Frostbite can also cause the skin to appear white or pale, according to the City of Boston’s website.

Canterbury said that the best thing you can do if you’re concerned that you’re experiencing any of these symptoms is to get inside and warm up immediately. And once you’ve done so, don’t go back to shoveling.

“The skin can easily re-freeze,” Canterbury said.

If your symptoms are severe — white or pale skin, lost sensation, blisters — you should seek medical attention, according to the Mayo Clinic.

Learn the signs of hypothermia, as well

Hypothermia is another major concern during cold weather. According to the Mayo Clinic, hypothermia occurs when “your body loses heat faster than it can produce heat, causing a dangerously low body temperature.” Left untreated, hypothermia can cause failure of the heart or respiratory system, and even death.
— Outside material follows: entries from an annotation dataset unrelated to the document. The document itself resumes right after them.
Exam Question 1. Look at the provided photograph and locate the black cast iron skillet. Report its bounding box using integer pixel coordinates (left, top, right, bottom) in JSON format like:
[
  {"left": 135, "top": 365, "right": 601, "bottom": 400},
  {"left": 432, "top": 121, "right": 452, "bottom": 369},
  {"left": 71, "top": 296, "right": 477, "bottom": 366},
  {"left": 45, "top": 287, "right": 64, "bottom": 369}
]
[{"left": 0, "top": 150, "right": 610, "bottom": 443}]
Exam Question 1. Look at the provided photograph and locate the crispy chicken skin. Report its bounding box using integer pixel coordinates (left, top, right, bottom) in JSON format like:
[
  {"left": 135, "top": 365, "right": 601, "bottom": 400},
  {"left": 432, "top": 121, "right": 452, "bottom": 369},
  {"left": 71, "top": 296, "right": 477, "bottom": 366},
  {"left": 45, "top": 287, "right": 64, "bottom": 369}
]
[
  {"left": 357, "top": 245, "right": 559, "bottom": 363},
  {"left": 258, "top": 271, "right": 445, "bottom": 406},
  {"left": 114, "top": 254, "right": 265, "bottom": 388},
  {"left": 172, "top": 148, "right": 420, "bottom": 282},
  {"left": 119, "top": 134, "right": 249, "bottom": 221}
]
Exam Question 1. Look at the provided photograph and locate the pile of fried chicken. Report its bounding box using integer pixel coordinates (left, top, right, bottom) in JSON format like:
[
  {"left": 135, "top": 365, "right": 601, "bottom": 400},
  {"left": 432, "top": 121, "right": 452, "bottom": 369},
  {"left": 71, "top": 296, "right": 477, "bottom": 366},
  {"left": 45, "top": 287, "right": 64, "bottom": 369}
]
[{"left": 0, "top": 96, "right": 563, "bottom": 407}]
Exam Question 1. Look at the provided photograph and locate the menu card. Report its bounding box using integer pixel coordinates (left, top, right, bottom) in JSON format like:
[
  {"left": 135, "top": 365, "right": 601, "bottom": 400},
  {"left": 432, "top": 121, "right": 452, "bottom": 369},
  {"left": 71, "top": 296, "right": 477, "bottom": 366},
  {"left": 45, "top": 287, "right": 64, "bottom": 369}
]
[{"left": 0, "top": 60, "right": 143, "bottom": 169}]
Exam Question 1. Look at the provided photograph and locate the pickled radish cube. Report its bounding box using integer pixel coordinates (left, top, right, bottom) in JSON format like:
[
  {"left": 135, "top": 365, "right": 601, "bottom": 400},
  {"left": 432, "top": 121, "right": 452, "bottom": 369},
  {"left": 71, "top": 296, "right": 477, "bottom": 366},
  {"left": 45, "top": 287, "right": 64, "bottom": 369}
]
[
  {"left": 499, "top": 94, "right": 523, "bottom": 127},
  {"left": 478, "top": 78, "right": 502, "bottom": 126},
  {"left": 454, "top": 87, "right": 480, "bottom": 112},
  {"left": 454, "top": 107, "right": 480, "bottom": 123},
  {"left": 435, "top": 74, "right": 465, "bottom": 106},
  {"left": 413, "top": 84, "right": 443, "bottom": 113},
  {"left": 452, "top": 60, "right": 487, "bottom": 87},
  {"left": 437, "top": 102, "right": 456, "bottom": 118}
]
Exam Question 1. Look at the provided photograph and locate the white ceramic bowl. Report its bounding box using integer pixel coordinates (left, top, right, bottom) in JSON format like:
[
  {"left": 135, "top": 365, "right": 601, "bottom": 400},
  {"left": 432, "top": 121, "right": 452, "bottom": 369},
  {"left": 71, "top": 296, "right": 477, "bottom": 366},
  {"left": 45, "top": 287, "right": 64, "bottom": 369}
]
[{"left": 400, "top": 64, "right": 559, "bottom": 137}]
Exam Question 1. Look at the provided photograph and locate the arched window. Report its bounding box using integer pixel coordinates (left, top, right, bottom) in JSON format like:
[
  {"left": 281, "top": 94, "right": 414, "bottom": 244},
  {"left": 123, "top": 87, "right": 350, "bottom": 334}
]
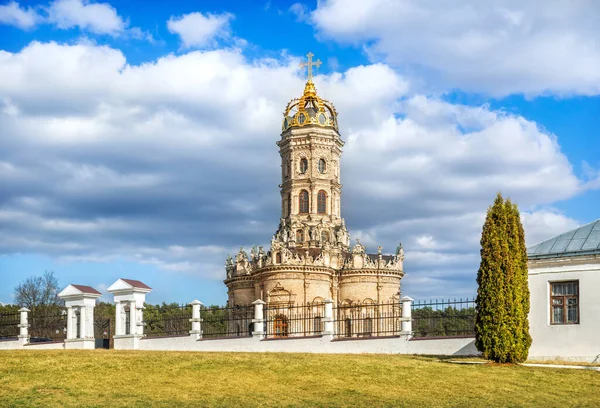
[
  {"left": 300, "top": 159, "right": 308, "bottom": 174},
  {"left": 364, "top": 317, "right": 373, "bottom": 336},
  {"left": 317, "top": 190, "right": 327, "bottom": 214},
  {"left": 273, "top": 315, "right": 288, "bottom": 337},
  {"left": 319, "top": 159, "right": 327, "bottom": 174},
  {"left": 298, "top": 190, "right": 309, "bottom": 214},
  {"left": 345, "top": 317, "right": 352, "bottom": 337},
  {"left": 313, "top": 316, "right": 323, "bottom": 334}
]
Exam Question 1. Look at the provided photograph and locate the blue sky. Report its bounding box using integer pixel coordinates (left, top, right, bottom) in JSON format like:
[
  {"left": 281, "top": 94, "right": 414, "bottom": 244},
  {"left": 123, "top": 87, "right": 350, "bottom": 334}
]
[{"left": 0, "top": 0, "right": 600, "bottom": 304}]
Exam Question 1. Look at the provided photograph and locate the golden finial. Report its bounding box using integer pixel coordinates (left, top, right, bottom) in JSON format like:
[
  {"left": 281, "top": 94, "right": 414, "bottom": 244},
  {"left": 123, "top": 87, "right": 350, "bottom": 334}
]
[{"left": 300, "top": 52, "right": 321, "bottom": 82}]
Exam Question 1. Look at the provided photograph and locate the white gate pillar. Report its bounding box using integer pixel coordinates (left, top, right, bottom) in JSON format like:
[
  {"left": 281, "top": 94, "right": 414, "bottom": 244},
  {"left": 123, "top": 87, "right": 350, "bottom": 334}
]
[
  {"left": 79, "top": 306, "right": 86, "bottom": 339},
  {"left": 115, "top": 301, "right": 125, "bottom": 336},
  {"left": 19, "top": 307, "right": 30, "bottom": 344},
  {"left": 67, "top": 306, "right": 73, "bottom": 340},
  {"left": 107, "top": 278, "right": 152, "bottom": 350},
  {"left": 323, "top": 299, "right": 334, "bottom": 339},
  {"left": 190, "top": 300, "right": 202, "bottom": 340},
  {"left": 400, "top": 296, "right": 414, "bottom": 336},
  {"left": 58, "top": 285, "right": 102, "bottom": 349},
  {"left": 252, "top": 299, "right": 267, "bottom": 339},
  {"left": 129, "top": 300, "right": 137, "bottom": 335}
]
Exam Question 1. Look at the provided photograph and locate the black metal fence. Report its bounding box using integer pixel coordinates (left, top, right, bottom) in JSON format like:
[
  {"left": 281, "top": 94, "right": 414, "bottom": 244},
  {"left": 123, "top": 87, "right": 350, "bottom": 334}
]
[
  {"left": 412, "top": 298, "right": 475, "bottom": 337},
  {"left": 264, "top": 303, "right": 325, "bottom": 338},
  {"left": 28, "top": 307, "right": 67, "bottom": 343},
  {"left": 0, "top": 312, "right": 21, "bottom": 340},
  {"left": 333, "top": 302, "right": 402, "bottom": 338},
  {"left": 144, "top": 304, "right": 192, "bottom": 337},
  {"left": 200, "top": 306, "right": 254, "bottom": 338}
]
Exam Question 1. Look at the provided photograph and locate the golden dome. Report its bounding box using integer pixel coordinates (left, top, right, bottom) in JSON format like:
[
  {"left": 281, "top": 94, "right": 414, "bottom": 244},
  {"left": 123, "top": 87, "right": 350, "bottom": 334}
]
[{"left": 282, "top": 78, "right": 338, "bottom": 132}]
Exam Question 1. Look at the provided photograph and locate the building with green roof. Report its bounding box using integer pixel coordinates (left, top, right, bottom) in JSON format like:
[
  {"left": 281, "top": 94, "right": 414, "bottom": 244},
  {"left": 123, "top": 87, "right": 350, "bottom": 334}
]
[{"left": 527, "top": 219, "right": 600, "bottom": 362}]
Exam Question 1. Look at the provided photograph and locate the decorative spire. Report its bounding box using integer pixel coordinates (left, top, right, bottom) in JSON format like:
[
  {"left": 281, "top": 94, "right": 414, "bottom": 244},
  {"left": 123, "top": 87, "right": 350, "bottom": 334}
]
[{"left": 300, "top": 52, "right": 321, "bottom": 82}]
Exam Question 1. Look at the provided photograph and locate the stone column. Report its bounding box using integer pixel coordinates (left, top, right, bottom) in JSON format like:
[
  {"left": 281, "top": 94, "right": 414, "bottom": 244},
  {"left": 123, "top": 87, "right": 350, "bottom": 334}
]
[
  {"left": 85, "top": 306, "right": 94, "bottom": 339},
  {"left": 129, "top": 300, "right": 137, "bottom": 334},
  {"left": 323, "top": 299, "right": 334, "bottom": 339},
  {"left": 252, "top": 299, "right": 267, "bottom": 339},
  {"left": 67, "top": 306, "right": 73, "bottom": 340},
  {"left": 400, "top": 296, "right": 414, "bottom": 336},
  {"left": 19, "top": 307, "right": 30, "bottom": 344},
  {"left": 79, "top": 306, "right": 87, "bottom": 339},
  {"left": 190, "top": 300, "right": 202, "bottom": 340},
  {"left": 115, "top": 301, "right": 125, "bottom": 336},
  {"left": 136, "top": 306, "right": 146, "bottom": 336}
]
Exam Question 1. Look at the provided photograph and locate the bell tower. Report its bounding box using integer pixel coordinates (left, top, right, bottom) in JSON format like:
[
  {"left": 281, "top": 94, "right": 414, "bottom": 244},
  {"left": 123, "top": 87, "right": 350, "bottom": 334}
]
[
  {"left": 225, "top": 53, "right": 404, "bottom": 310},
  {"left": 277, "top": 53, "right": 348, "bottom": 248}
]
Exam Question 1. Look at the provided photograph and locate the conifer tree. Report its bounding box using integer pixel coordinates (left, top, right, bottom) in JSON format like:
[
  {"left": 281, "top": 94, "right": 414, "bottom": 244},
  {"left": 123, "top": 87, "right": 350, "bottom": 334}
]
[{"left": 475, "top": 193, "right": 531, "bottom": 363}]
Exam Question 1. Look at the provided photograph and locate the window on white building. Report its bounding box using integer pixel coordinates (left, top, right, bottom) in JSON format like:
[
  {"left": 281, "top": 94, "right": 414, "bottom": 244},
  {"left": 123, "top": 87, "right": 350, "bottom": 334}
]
[{"left": 550, "top": 281, "right": 579, "bottom": 324}]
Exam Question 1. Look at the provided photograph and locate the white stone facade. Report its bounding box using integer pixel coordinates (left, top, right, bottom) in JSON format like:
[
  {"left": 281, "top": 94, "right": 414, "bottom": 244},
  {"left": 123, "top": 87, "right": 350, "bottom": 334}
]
[{"left": 529, "top": 255, "right": 600, "bottom": 362}]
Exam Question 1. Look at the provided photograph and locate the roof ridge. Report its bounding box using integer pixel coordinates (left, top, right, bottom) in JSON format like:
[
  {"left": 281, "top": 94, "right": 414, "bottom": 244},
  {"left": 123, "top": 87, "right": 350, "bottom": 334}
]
[{"left": 527, "top": 218, "right": 600, "bottom": 257}]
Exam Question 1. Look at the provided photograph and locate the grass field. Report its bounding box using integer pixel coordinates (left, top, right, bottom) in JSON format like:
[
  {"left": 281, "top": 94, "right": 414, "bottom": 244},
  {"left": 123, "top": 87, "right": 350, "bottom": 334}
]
[{"left": 0, "top": 350, "right": 600, "bottom": 408}]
A few of the symptoms of hypothermia include shivering, slurred speech, lack of coordination, weak pulse, and confusion or memory loss, according to the Mayo Clinic, which also noted that because symptoms tend to begin gradually, and can include confusion, “someone with hypothermia usually isn’t aware of his or her condition.”

The Mayo Clinic wrote on its website that the first thing to do if you suspect someone has hypothermia is to call 911, and that, if possible, you should gently try to move someone inside and replace any cold, wet clothing with warm, dry replacements while waiting for emergency services. “Gently” is the key word, because according to the Mayo Clinic, “jarring movements can trigger dangerous irregular heartbeats.”

Be extra cautious while shoveling and using a snowblower

Canterbury said that, as an ER doctor, he often sees cold-weather injuries. 


He examines people who slip and fall on ice, resulting in sprained ankles, wrists, and the like, as well as patients who overexert themselves.

“People who haven’t shoveled all year and go out to shovel the whole driveway can easily hurt themselves,” he said.

Then there are the gruesome trauma injuries, the ones “where someone loses a finger sticking their hand in a snowblower,” he said. “I could send you some really gruesome pictures.”

Stay hydrated

You might think of dehydration as a summer condition, but it can also happen in the winter.

“You can lose a lot of moisture in the cold without realizing it,” Canterbury said, “as breathing in cold, dry air causes the body to lose a lot of fluid.”


Make sure you’re taking in enough water, even if you don’t think you need it.

Watch the young ones

Canterbury said that one of the most important things to look out for is cold exposure in young children. Even if it seems like they’re doing fine and enjoying themselves, it’s important for kids to have regular indoor breaks to warm up.

“Keep an eye on kids when they’re outside,” Canterbury said. “They’re often having fun, excited by the snow, and don’t notice right away when they’re getting cold. Kids lose body heat faster than adults, so it’s important to monitor them.”